Julius went on to identify other TRP channels using natural products. Menthol from peppermint activates TRPM8, the receptor for cold (this was also independently discovered by Ardem Patapoutian and his team). TRPA1, known as the wasabi receptor, is stimulated by a range of plant chemicals, notably mustard and horseradish. “Keeping the sources of natural products around is really critical”, said Julius in a telephone interview soon after the announcement of the Nobel Prize. Many TRP modulator drugs have entered clinical trials, not only those focusing on pain, but also those that aim to manage a wide range of diseases.
Chemical signaling is one form of communication between cells, but physical force as a signaling mechanism had long been “a mystery,” said Ardem Patapoutian.

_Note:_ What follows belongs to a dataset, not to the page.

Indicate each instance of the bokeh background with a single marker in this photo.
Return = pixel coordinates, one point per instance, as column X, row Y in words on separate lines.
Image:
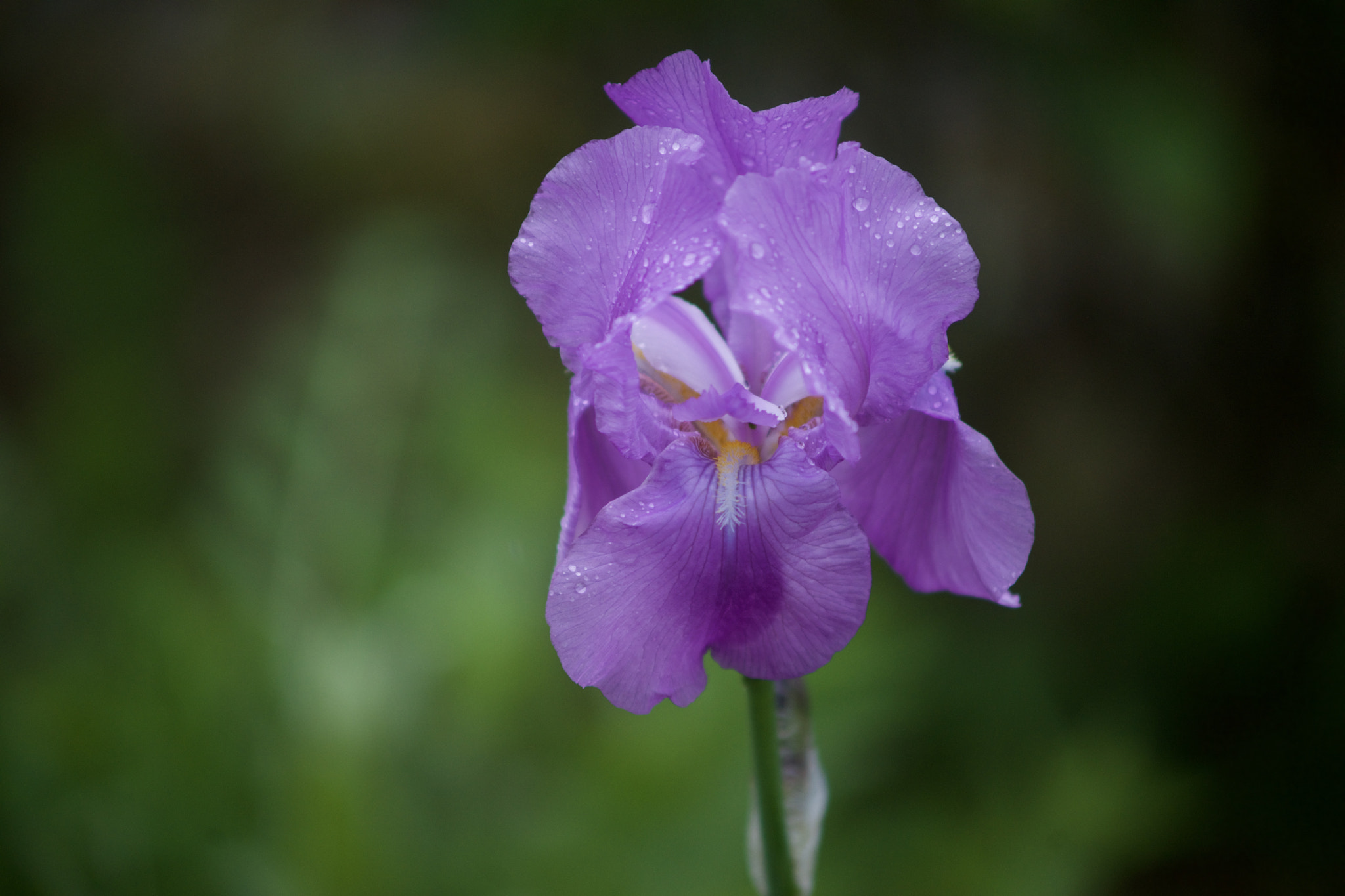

In 2009, Patapoutian and his postdoc Bertrand Coste designed an experiment using cells that produced an electric signal when poked with a micropipette. The candidate genes for ion channels were knocked out in each batch of cells, and a search began for the cell that would not respond to touch. “It was a grueling and difficult project,” recalled Patapoutian. It took over a year to identify the gene, which was named Piezo1. Shortly afterwards, a similar gene, Piezo2 was found, indicating that, like TRP, Piezo proteins constitute a family of ion channels. To see the real-life effects of eliminating Piezo genes, the research group conducted a series of experiments comparing mice with and without the Piezo2 gene, which involved sweeping their paws with a cotton swab, or sticking a piece of tape to their backs (mice with Piezo2 tried to shake the tape off their backs).
What began as a lengthy cell-poking experiment in basic science has ballooned into an array of potential applications. People who lack Piezo genes suffer from various illnesses, which may have been misdiagnosed before the discovery of Piezo. One such disorder is the lack of proprioception – the awareness of where our limbs are in relation to the rest of our body. For example a blindfolded person without proprioception isn’t able to walk properly. Treatment for these diseases may not yet be around the corner, but knowing their cause is a significant step.